Cranberry juice can replace lemon juice in all sorts of dishes. I used it to make a dressing for this salad, where it adds piquancy to a taste combination so gentle it could almost be a dessert.

Serves 2

A good handful of watercress
Some salad leaves (I used red oak-leaf lettuce)
An avocado
A ripe pear
1 tbs pinenuts
2 tbs sunflower oil
1 tbs cranberry juice (or lemon or lime juice)
Small pinch of salt

Wash, dry and tear up the watercress and salad leaves. Peel and stone the avocado and chop the flesh. Core the pear (no need to peel) and chop that too.

Toast the pinenuts in a cast-iron pan, stirring constantly so they don’t burn.

Put the oil, cranberry juice and salt in a small glass jar and shake well.
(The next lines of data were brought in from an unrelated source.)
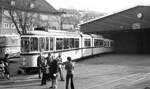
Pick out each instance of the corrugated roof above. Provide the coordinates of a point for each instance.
(39, 6)
(137, 17)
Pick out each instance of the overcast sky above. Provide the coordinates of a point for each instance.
(106, 6)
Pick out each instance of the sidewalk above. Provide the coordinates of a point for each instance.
(102, 72)
(19, 79)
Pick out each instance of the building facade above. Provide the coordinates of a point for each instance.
(43, 15)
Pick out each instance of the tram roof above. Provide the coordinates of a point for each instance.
(40, 6)
(137, 17)
(53, 33)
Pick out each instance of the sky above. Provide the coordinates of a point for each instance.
(105, 6)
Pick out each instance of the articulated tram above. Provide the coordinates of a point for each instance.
(73, 44)
(9, 44)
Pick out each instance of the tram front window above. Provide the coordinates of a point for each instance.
(42, 43)
(59, 44)
(87, 42)
(76, 43)
(98, 42)
(34, 44)
(71, 42)
(25, 44)
(47, 44)
(51, 43)
(66, 43)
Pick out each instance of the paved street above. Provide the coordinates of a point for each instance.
(110, 71)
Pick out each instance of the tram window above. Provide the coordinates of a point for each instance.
(87, 43)
(47, 44)
(51, 43)
(76, 43)
(34, 44)
(98, 42)
(59, 44)
(41, 43)
(106, 44)
(71, 42)
(25, 47)
(66, 43)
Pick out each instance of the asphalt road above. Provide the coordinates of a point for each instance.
(110, 71)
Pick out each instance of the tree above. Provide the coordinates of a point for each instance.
(23, 18)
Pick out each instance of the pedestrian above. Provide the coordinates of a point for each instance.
(2, 69)
(59, 59)
(44, 70)
(49, 59)
(54, 73)
(39, 66)
(69, 66)
(6, 63)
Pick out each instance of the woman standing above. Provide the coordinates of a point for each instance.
(6, 63)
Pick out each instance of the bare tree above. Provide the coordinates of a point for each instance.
(23, 19)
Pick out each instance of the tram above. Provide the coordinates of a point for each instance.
(10, 44)
(73, 44)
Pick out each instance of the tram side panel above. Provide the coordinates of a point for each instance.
(86, 46)
(97, 46)
(71, 47)
(10, 44)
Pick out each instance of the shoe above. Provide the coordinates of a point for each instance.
(50, 87)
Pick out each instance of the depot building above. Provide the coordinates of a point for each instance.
(130, 29)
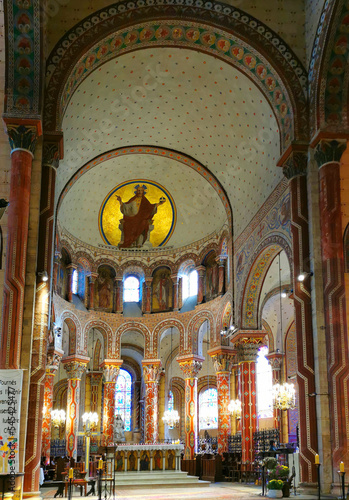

Dress the salad with the mixture and sprinkle over the pinenuts just before serving.

Guacamole

Sunday, November 7th, 2010

Guacamole comp

Every year when I pull up the tomato plants in the greenhouse, I keep a few green tomatoes to make a big batch of this guacamole.

Tart and tangy, it freezes easily and makes a welcome addition to a selection of nibbles to serve with drinks on a cold night. Although nothing stops you eating some straight away, of course…

The traditional accompaniment to guacamole is plain or spicy tortilla chips but we prefer the extra-crunchy Kettle Chips which, I’m pleased to report, are now available in France.

For 4 small plastic tubs (200ml)

4 ripe avocados
1 shallot (about 25g)
2 green tomatoes (about 150g)
3 tbs cider vinegar
1 tsp salt
Groundnut oil (or other mild vegetable oil)

Peel the shallot and chop it roughly with the tomatoes before whizzing them together in a food processor. Peel the avocados, remove the stones and scoop out the flesh. Process again – how long will depend on whether you prefer your guacamole smooth or chunky. Add the vinegar and salt and mix again briefly.

Divide the mixture between four small plastic tubs (I used some that had contained glacé cherries) and pour a thin layer of oil over each portion. This stops the guacamole from discolouring. Put the lids on securely and freeze.

When you defrost a portion you can either mix the oil into the guacamole before serving or pour it off and keep it for cooking or making salad dressing.

Recipe adapted from Mexican Vegetarian Cooking by Edith Metcalfe de Plata (Thorsons, 1983).

Avocado gaspacho

Friday, September 10th, 2010

Gaspacho d'avocats

I was feeling pretty pleased to have come up with a recipe that anybody could eat – this soup is dairy-free, nut-free and gluten-free as well as suitable for raw foodists – until someone pointed out that I couldn’t serve it to people who are allergic to nightshade family vegetables like tomatoes, aubergines and peppers.

Well, all you have to do is leave out the pepper and that’s the problem sorted. Unless you happen not to like avocados…

The original recipe, from Elisabeth Luard, used dairy milk. Obviously it could be replaced by plant milk but I prefer this version made with water which lets the fresh flavours of the vegetables shine through.

If you have a glut of tomatoes at the moment you could put some of them in as well, although they do rather spoil the soup’s beautiful colour. However, if you’re still lucky enough to be eating outside in the evenings it’s unlikely anyone will notice.

Serves 4

1 cucumber
1 small green pepper
2 or 3 spring onions
2 cloves of garlic
3 ripe avocados
1 tsp salt
Juice of a lime

Roughly chop the cucumber, pepper, spring onion and garlic, and put them in a blender with just enough water to whizz to a paste. Rub the paste through a sieve, pressing hard to extract as much juice as possible.

Jus vert
 
 
 
 
 
 
 
 

Pour the resulting green liquid back into the blender (the pulp left in the sieve can be used for another dish). Peel the avocados, take out the stones and remove all the flesh, scraping the inside of the skins well because that’s where the richest green colour tends to lurk.

Put the avocado flesh in the blender with the salt, lime juice and 500ml (1 pint) of water. Blend again, adding a bit more water if needed to make the soup thick but pourable, and empty into a large jug. Chill for at least an hour before serving.